There are now 23 polling locations in Scott County, less than half the total in past elections.

DAVENPORT, Iowa — Nearly 2,000,000 request forms for absentee ballots are being sent to registered voters in Iowa in preparation for the primary election on June 2nd, 2020. 

This is the first time the Secretary of State's office is taking this step, due to the COVID-19 pandemic.

"It's our hope from the state's perspective, and the county's and mine as well, that people will take advantage of the opportunity to fill our the request form, mail it in to us and get their ballot at home," says Scott County Auditor and Commissioner of Elections Roxanna Moritz.

She says less than 10 percent of people vote in a primary election, and even fewer vote by mail. 

"In a primary (election, it's) very small, maybe 10 percent (vote by mail,) Moritz says.

She hopes this year is different, to keep communities safe.

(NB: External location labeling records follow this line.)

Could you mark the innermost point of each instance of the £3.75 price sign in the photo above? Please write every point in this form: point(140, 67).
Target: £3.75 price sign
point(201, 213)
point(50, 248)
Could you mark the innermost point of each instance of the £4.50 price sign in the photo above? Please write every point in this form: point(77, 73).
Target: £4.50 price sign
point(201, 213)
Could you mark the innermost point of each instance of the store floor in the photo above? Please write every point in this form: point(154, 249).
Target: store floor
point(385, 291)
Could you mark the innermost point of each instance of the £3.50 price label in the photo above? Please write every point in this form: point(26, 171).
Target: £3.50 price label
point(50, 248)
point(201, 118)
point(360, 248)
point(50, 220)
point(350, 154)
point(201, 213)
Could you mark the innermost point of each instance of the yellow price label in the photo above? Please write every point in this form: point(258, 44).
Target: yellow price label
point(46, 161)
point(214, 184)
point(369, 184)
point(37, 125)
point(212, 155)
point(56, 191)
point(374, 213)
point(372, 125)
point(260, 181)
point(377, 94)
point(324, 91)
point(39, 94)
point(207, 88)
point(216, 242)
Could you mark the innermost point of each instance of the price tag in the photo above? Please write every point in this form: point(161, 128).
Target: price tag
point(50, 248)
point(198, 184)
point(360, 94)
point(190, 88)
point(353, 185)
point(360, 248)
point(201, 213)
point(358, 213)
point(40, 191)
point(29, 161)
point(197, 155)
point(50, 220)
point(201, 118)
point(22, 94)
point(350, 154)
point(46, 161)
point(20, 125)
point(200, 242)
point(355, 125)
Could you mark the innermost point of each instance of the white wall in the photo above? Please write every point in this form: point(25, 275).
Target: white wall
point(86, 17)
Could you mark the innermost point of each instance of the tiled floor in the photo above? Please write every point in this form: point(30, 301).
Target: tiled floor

Our poll workers are typically a little older, and maybe have some underlying (health) issues," Moritz says.

Long-time poll worker Lynne Schiffke also hopes people take advantage of voting by mail.   

"I'm a little apprehensive this time," she says.  "I want to make sure I don't bring any kind of illness home to my family." 

Schiffke says she started voting by mail when she became a poll worker 10 years ago. 

"I love it because you can take the ballot, sit down and do some research on the candidates," she says. "Without having to wonder 'Oh here's this office I didn't know was up for election so I don't know these people.'"

Scott County is also cutting the number of poll workers and locations in half. There are now 23 polling locations, compared to 63 previously.

Moritz says some polling locations decided to not be included in the primary election this year because of COVID-19 concerns. Poll workers have also expressed their worries. 

"In the last two days, each day, someone has called in and said 'I'm changing my mind i don't want to work,'" she says. 

Even with the new changes, Moritz says she's not worried about election security.  

"We have a central count that counts 5,000 ballots per hour," she says. "There'll be no problem in delivering an accurate and timely election." 

For those who still choose to vote in person, the first day to cast your ballot early is May 4th. 

"Get out and vote, with your ballot at your house, and mail it in!" Schiffke says.